Money keeps pouring into Swedish startups, and an important part of this ecosystem are angel investors who invest in early stage companies. These angels are often themselves entrepreneurs, but it is not only the professionals who can own a piece of promising private businesses. However, according to a new survey from analytics provider CB Insights, almost half of all startups that fail do so because of low market demand for their product or service. Only 30% of failed startups fail due to a lack of funding. With this in mind, we asked Stefan to take a few minutes out of his busy schedule to elaborate on some of the lessons he has learnt while investing in private businesses. For further insights on how to avoid the traps and benefit from the opportunities of early stage investing, be sure to check out the article Sveriges affärsänglar: Så blir du vinnare på att investera i onoterat (in Swedish).

 

What fundamentals would you recommend a prospective investor to keep in mind while investing in private businesses?

There is a lot of money in circulation, and the best entrepreneurs make a very careful choice as to which investments and investors they want to bring along on their journeys. The money is the same, no matter where it comes from, but if you as investor also can offer some unique knowledge and expertise, then your attractiveness will grow exponentially in the eyes of entrepreneurs.

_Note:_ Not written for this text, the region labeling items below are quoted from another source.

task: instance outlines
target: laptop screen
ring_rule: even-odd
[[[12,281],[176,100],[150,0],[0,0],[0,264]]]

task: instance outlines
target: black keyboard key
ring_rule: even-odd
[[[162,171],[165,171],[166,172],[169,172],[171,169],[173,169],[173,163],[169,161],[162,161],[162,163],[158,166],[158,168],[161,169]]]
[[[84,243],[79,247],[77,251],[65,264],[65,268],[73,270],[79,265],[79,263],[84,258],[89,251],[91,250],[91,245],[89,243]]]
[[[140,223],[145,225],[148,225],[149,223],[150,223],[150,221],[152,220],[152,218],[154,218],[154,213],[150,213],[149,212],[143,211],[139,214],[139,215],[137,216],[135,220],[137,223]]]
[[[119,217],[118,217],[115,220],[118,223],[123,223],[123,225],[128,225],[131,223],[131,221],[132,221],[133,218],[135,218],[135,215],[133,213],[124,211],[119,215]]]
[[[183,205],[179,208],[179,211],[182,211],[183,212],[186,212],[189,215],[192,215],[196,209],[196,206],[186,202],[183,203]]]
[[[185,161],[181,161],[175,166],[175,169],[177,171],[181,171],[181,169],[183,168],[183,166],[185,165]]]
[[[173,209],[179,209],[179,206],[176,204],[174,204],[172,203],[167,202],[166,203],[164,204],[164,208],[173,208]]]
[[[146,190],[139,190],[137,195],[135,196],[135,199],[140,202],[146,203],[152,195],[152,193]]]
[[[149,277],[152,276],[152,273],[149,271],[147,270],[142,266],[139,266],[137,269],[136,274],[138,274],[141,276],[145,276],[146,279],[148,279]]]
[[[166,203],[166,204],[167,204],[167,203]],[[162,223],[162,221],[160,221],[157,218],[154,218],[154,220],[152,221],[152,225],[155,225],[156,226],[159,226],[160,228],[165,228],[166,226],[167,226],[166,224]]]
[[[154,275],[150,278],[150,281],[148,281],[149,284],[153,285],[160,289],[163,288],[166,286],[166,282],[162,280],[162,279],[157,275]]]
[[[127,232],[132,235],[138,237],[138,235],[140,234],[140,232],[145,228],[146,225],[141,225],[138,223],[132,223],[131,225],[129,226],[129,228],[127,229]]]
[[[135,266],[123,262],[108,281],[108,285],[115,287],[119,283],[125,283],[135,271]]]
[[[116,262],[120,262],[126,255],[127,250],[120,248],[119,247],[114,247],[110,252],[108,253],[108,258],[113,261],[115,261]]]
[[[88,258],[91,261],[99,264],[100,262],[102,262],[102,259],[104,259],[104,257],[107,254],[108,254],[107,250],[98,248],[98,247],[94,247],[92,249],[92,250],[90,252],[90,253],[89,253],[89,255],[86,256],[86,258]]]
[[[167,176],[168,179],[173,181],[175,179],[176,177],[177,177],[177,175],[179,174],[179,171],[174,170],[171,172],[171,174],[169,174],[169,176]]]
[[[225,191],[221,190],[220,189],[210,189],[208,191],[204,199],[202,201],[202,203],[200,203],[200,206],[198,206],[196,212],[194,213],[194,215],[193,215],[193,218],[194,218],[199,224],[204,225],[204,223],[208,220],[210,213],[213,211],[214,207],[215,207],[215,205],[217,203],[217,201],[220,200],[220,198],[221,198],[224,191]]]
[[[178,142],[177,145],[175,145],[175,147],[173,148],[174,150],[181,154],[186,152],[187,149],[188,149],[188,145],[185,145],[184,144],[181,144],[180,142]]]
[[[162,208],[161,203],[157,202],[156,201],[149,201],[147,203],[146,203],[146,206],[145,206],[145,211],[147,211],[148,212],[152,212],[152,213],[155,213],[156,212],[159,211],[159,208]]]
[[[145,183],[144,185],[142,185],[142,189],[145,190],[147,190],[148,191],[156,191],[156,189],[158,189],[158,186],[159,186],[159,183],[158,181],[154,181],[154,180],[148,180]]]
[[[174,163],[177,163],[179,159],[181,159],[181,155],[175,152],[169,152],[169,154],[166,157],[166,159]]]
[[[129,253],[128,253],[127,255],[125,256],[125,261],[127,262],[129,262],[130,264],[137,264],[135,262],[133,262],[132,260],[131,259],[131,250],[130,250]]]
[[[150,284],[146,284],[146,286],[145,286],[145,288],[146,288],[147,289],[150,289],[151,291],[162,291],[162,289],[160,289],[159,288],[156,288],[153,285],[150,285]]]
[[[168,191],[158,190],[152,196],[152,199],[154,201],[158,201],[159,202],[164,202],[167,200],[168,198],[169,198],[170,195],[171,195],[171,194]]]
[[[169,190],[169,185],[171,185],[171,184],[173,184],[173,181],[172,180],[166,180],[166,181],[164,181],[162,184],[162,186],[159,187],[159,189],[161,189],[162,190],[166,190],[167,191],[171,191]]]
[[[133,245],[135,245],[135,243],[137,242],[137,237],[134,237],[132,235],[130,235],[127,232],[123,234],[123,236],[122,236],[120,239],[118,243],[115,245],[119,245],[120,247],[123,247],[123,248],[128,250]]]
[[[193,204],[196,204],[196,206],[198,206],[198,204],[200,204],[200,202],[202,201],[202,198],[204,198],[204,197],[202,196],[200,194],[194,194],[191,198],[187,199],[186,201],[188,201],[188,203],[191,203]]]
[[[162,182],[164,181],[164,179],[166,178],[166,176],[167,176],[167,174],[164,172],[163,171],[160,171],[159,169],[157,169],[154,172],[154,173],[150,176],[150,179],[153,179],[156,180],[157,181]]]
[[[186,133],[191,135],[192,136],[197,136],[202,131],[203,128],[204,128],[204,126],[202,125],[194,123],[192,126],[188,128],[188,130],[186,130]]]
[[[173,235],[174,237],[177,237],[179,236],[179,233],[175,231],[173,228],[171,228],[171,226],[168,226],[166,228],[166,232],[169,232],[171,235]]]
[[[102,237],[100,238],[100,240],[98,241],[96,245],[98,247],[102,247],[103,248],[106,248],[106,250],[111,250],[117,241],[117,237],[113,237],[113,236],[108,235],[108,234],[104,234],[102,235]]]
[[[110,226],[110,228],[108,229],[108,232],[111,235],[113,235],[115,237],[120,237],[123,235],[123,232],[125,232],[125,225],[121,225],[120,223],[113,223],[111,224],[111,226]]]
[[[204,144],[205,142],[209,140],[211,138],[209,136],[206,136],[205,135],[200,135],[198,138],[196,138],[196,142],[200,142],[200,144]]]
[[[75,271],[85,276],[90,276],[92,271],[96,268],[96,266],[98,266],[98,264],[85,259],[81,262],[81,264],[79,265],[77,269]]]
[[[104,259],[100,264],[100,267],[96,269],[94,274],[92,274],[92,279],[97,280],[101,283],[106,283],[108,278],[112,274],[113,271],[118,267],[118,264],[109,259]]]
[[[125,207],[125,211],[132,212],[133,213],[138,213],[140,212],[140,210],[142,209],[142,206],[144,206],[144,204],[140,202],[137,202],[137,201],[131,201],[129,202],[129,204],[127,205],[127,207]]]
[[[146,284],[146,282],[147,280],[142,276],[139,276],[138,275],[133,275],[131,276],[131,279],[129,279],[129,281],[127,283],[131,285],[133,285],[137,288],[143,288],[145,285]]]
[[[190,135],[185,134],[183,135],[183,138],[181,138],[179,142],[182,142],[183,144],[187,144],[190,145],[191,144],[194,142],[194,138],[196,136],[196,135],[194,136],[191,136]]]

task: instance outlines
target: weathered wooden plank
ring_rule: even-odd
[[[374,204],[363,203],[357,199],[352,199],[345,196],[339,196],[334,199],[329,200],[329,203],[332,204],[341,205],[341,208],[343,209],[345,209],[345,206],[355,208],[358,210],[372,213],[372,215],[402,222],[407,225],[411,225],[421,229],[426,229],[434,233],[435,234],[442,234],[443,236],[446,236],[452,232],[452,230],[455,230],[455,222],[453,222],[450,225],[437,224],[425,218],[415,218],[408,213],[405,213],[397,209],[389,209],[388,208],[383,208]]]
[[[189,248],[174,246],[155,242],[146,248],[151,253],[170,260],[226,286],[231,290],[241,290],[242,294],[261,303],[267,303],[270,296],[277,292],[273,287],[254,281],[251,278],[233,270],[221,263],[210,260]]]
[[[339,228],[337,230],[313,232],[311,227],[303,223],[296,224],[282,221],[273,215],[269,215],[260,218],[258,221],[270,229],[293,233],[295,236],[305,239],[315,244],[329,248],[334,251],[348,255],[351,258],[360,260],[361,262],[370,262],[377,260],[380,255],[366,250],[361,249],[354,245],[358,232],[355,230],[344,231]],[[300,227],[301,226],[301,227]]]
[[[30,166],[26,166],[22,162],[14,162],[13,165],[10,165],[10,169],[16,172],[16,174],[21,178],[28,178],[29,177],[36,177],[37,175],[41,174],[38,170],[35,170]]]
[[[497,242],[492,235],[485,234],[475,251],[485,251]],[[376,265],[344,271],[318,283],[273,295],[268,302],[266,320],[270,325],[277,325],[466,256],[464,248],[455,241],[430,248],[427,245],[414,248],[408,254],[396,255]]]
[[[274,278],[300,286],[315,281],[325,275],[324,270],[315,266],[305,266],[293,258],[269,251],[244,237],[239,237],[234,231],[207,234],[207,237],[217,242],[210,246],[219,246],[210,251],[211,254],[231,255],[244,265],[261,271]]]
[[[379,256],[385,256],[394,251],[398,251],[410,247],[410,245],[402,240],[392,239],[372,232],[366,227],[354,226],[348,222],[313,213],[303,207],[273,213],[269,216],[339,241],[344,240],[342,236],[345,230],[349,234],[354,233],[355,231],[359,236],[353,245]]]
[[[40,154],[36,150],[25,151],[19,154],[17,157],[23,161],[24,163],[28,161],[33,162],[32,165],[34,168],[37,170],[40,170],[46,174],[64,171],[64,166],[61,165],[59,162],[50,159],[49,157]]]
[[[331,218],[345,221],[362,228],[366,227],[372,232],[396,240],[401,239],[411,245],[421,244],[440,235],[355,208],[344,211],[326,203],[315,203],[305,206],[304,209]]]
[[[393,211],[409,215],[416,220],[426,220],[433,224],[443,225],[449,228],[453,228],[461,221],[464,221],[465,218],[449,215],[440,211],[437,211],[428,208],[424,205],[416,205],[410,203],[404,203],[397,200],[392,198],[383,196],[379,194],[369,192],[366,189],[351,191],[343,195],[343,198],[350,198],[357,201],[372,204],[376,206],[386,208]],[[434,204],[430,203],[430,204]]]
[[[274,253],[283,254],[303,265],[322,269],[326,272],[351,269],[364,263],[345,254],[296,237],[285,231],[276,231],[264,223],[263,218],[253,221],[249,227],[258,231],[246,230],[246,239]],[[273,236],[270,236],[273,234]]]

It is also important to spread your risk in a smart way. One way is by only investing a small part of your total wealth in private businesses, another is by only investing small sums but in 10-20 different private businesses.

It typically takes longer for private businesses in a startup phase to achieve certain key milestones: gaining trust in markets, obtaining paying customers, and building a team. These may be very exciting times, but it can be frustrating to wait for “the stars to align”. Once they do align, it’s the best feeling in the world.

 

Which are the most significant risks with investing in private businesses?

Tying up your capital over a long time horizon is one significant risk. The attractiveness of your stocks on a secondhand market is typically very uncertain, should you for any reason be forced to sell early. Another point of liquidity is the fact that you need funds to make follow-up investments in later rounds. This is partly to protect your ownership stake again dilution, but also to ensure you will be able to support firms you’ve invested in should they themselves end up facing liquidity challenges.

Another risk to keep in mind while investing in early stage businesses is the lack of transparency that typically exists. Entrepreneurs frequently try to downplay problems and challenges, while overplaying solutions and opportunities. This means that the investor may not find out about crucial challenges facing the business, and thus relies on overly positive expectations. This can lead to significant friction. If you are instead able to view the relationship between the investor and business as a partnership, with both partners being in the same boat, then things get much easier. We at Katalysen & Partners are convinced that this is a key factor to long-term success.

Occasionally you can observe other early stage investors: these may come in the form of family offices, small venture capital firms, or state-run development funds. Such actors usually have a framework in place for screening promising companies – doing so called due diligence – which evaluates the prospective investment object’s economics, technology, patents, market potential, etc.

 

How important is patience, and what’s a reasonable expectation for the return on investment?

An early-stage investor’s patience ought to be endless, but your expectations for the return on the investment can be significantly higher than they are for other investment classes. The earlier you invest in a company’s life, the higher the risk grows, but also the return multiple that you can expect should everything work out well.